In the meantime, providentially, a new vaccine has been developed that can answer most of the objections that we had against vaccination. In every flock, there will be some birds missed during the vaccination process. It is generally acceptable for an epizootic disease like Avian Influenza (or Newcastle Disease) if the percentage of missed birds remains low (less than 3-4%) and if the challenge pressure is not constantly applied to every chicken (as it is for the Infectious Bursal Disease of Marek’s disease). Vectormune AI is a live vector frozen vaccine, for the active immunization of chickens against Avian Influenza H5 subtypes and Marek’s disease [26-30].
vectormune AIcontains a Marek’s disease vaccine of serotype 3 (turkey herpesvirus or HVT) expressing avian influenza key protective antigens. This Marek’s disease vaccine containing serotype 3 is presented in a frozen cell associated form.
Vectormune AI is recommended for use in healthy one day-old-chicks as an aid in the prevention of avian influenza caused by the h5 subtype and Marek’s disease.
Prior to use, the vaccine must be diluted properly with the vaccine diluent as stated in the package insert. Instantaneously use the vaccine and mix hardly ever to ensure uniform suspension of cells. The vaccine is administered sub-cutaneosly with a 0.2 mL diluted vaccine dose to one-day-old chicks in the back of the neck.
Store this vaccine in liquid nitrogen (N2).
1000, 2000 and 4000 dose ampules. For Veterinary Use Only.
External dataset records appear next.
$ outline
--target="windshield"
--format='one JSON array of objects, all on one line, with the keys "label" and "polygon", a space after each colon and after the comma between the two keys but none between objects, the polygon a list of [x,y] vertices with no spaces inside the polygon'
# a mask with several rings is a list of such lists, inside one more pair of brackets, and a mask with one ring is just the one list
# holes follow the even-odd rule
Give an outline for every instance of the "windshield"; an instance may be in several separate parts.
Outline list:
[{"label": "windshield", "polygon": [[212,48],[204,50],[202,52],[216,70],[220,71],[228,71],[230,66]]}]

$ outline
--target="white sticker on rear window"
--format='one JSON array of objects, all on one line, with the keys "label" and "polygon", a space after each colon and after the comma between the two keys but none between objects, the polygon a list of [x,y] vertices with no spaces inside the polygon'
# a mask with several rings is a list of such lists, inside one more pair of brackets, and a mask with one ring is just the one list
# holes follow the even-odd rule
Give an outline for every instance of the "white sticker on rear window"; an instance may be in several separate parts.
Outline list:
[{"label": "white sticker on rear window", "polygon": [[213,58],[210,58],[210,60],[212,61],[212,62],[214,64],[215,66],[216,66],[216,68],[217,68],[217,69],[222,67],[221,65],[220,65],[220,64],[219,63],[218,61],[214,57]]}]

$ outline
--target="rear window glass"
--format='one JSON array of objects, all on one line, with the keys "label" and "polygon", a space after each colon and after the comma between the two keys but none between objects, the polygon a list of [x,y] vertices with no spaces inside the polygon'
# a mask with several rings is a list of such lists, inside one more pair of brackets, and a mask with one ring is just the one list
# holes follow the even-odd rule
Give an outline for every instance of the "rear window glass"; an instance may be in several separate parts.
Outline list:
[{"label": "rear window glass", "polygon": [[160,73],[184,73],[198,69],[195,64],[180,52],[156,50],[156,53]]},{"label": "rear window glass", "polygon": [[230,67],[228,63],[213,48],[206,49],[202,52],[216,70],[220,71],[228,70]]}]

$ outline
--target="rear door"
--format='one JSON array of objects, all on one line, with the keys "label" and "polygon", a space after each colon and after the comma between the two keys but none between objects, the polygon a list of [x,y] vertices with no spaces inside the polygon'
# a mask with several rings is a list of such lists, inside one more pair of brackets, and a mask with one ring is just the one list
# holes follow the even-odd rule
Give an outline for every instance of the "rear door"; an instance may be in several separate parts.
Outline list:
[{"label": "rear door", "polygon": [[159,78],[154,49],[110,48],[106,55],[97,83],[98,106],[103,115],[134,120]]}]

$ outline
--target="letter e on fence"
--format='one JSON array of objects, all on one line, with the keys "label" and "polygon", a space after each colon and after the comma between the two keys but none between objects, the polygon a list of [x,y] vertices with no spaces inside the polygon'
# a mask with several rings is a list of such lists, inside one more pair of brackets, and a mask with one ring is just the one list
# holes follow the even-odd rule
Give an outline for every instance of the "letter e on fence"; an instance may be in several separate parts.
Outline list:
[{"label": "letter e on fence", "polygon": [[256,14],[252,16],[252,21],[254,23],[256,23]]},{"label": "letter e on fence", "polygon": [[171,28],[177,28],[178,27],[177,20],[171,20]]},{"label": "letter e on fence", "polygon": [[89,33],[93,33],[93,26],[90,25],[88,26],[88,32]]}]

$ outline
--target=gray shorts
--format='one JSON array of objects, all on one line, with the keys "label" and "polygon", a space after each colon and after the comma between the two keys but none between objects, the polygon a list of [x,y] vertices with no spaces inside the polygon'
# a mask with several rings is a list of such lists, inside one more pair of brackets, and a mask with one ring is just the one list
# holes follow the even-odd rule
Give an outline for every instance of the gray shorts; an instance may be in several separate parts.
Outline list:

Notes: VECTORMUNE® AI is manufactured by Ceva Biomune in the United States
AIAV generally don’t infect peoples, rare cases of human infection with these viruses had been noticed. Infected birds shed AIV in their saliva, mucous and feces. Human infections with bird flu viruses can occur when virus gets into a person’s eyes and nose or mouth or is inhaled. It will occur when virus is in the air droplets or possibly dust particles and a person breathes it in or when a person touches something that has virus on it then feels their mouth, eyes or nose. Rare human infections with some AIAV have happened most occur after unprotected contact with infected surfaces contaminated with avian influenza viruses or birds. Still, a few infections have been reported where direct unknown contact to have happened. Illness in humans had ranged from mild to severe. The spread of AIAV illness from one person to another had been noticed very rarely and limited, inefficient and not easily sustained.